One of the things that most concerns us, is making – by using our artistic and technical knowledge – an even more worthwhile contribution as IMAGO to improving and maintaining technological equipment and also the quality of screening in cinemas.
Thus ensures that all the work that we, together with the directors and their collaborators, put into making a film, and the resulting quality, may be fully appreciated by movie-goers who, in many instances, are nowadays obliged to watch films which, owing to technical inadequacies and shortcomings, do not come up to the standard of the original.
With a view to obtaining the legal recognition which would permit us to more effectively uphold this fundamental requisite of quality, in other words, to defend quality in the cinema, we aim to work simultaneously to have the Cinematographer recognised as co-author of the Film, which the Italian AIC and the Spanish AEC already do in their credits with a more appropriate and correct term that literally translated means ”Author of the Photography”. Legislative bodies are also beginning to acknowledge the legitimacy of the Directors of Photography (DoP) right to be recognised as co-author, but a great deal of work still has to be done.
Another important field in which IMAGO will take action, both by urging government intervention and becoming directly involved, is the methodical preservation and restoration – which can no longer be delayed – of our vast European cinematic heritage.

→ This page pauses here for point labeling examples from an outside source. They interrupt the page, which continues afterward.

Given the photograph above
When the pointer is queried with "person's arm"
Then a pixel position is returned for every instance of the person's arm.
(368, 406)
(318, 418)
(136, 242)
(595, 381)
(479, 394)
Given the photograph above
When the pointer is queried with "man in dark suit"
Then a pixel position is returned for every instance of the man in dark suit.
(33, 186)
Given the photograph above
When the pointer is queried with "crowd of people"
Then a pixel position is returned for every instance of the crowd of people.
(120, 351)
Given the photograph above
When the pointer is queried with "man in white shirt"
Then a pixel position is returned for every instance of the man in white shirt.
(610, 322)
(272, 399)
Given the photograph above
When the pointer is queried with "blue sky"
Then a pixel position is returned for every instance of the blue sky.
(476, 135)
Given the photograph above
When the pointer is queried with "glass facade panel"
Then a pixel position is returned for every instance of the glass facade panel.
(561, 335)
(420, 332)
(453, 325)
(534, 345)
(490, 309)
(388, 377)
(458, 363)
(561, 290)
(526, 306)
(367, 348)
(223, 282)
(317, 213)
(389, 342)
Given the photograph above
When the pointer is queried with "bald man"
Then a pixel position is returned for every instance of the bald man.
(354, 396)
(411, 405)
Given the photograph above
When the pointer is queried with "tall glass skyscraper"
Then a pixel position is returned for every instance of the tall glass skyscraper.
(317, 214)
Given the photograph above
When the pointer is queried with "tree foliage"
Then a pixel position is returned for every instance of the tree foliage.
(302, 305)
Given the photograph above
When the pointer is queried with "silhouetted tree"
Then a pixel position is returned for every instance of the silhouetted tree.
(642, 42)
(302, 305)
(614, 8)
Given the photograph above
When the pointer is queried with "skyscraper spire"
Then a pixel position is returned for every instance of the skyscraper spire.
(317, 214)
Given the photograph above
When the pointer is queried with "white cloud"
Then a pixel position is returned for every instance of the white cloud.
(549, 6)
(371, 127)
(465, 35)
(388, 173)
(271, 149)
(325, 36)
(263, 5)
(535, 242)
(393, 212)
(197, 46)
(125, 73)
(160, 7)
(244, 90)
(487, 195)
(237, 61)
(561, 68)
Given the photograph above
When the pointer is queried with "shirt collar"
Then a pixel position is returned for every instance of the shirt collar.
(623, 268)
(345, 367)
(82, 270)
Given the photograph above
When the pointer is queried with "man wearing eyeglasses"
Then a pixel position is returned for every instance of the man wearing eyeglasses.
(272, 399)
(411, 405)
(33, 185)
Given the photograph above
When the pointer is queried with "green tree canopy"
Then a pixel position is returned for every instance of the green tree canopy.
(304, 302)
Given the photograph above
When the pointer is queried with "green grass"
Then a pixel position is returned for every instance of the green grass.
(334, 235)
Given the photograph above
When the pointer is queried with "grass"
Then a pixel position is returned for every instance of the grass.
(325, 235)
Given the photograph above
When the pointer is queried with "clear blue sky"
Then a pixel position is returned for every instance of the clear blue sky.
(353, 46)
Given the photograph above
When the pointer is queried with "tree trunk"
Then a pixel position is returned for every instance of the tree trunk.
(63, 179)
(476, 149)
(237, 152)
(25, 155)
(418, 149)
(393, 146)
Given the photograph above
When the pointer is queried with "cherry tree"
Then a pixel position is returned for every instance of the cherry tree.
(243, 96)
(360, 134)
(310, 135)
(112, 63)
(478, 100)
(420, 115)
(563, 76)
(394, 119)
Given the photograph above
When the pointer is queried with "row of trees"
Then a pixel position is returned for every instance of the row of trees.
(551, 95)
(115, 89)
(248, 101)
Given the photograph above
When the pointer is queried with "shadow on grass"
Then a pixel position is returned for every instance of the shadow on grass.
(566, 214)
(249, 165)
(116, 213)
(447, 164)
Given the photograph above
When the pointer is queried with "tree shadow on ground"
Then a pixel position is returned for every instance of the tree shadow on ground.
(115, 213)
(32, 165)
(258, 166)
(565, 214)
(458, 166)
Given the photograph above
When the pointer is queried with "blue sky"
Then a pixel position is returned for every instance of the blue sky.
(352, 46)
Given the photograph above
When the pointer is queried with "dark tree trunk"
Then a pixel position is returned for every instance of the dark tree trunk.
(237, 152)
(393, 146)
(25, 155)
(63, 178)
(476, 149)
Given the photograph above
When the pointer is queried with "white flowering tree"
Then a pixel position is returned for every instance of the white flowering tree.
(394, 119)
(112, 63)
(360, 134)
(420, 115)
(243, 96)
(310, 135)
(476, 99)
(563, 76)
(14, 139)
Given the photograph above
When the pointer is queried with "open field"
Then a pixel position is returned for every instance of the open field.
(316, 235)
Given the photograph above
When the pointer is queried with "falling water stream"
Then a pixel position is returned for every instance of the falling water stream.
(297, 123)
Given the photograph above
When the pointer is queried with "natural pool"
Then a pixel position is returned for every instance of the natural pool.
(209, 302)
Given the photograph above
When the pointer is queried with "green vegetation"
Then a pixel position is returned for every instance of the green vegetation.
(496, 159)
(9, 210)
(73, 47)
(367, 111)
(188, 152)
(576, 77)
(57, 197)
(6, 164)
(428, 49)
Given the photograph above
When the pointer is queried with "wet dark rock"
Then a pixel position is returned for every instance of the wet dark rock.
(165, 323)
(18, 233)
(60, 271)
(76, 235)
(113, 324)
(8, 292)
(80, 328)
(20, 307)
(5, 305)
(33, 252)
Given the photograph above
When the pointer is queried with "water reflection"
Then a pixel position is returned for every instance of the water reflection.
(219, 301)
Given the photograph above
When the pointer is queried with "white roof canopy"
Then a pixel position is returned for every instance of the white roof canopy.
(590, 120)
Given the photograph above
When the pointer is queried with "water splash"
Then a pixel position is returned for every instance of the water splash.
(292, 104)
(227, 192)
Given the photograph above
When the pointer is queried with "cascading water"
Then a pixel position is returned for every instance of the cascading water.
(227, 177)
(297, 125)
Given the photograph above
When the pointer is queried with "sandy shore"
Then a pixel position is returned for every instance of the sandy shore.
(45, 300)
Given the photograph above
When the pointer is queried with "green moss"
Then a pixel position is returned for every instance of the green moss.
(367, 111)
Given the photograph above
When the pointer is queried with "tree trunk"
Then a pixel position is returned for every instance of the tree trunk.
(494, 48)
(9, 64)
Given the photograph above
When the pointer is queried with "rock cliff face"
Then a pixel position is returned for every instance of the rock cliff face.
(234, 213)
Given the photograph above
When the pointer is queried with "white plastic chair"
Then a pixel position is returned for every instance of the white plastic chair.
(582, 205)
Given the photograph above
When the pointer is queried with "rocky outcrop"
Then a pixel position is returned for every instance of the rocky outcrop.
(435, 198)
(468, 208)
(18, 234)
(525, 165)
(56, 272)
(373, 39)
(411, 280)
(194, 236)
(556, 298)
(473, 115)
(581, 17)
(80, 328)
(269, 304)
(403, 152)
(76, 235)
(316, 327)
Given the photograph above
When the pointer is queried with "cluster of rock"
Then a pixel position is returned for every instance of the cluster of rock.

Operations such as these, require a financial commitment that is way beyond IMAGO’s own possibilities. Even, as far as IMAGO’s share is concerned, they cannot be undertaken without the responsible and creative participation, on a permanent rather than casual basis, of Cinematographers who are often the on-the-spot or secondary witnesses of Cinema history in the making.
Naturally, the complex and many-sided activities related to these primary objectives imply extremely high costs, over and above the general expenses of administration: the organisation of Meetings on general or specific themes concerning new technologies used in shooting and projecting a film and also in film preservation to be held in the headquarters of the different national societies in turn,
- the publication and distribution of books and technical magazines,
- the organisation of specialised workshops, seminars and exhibitions,.
- the support of professional education,
- the support of professional festivals like CAMERIMAGE in Łódź / Poland; MANAKI BROTHERS / Macedonia and eDIT Film Festival Frankfurt/Germany
- the planning and co-ordination of research into the cinematographic image, at a European level.
- the initiative and official trips undertaken by one or more members of the Management Council to interest the competent European and, at a more general level, international authorities in this very important profession of ours, without which the cinema industry could not hope to survive.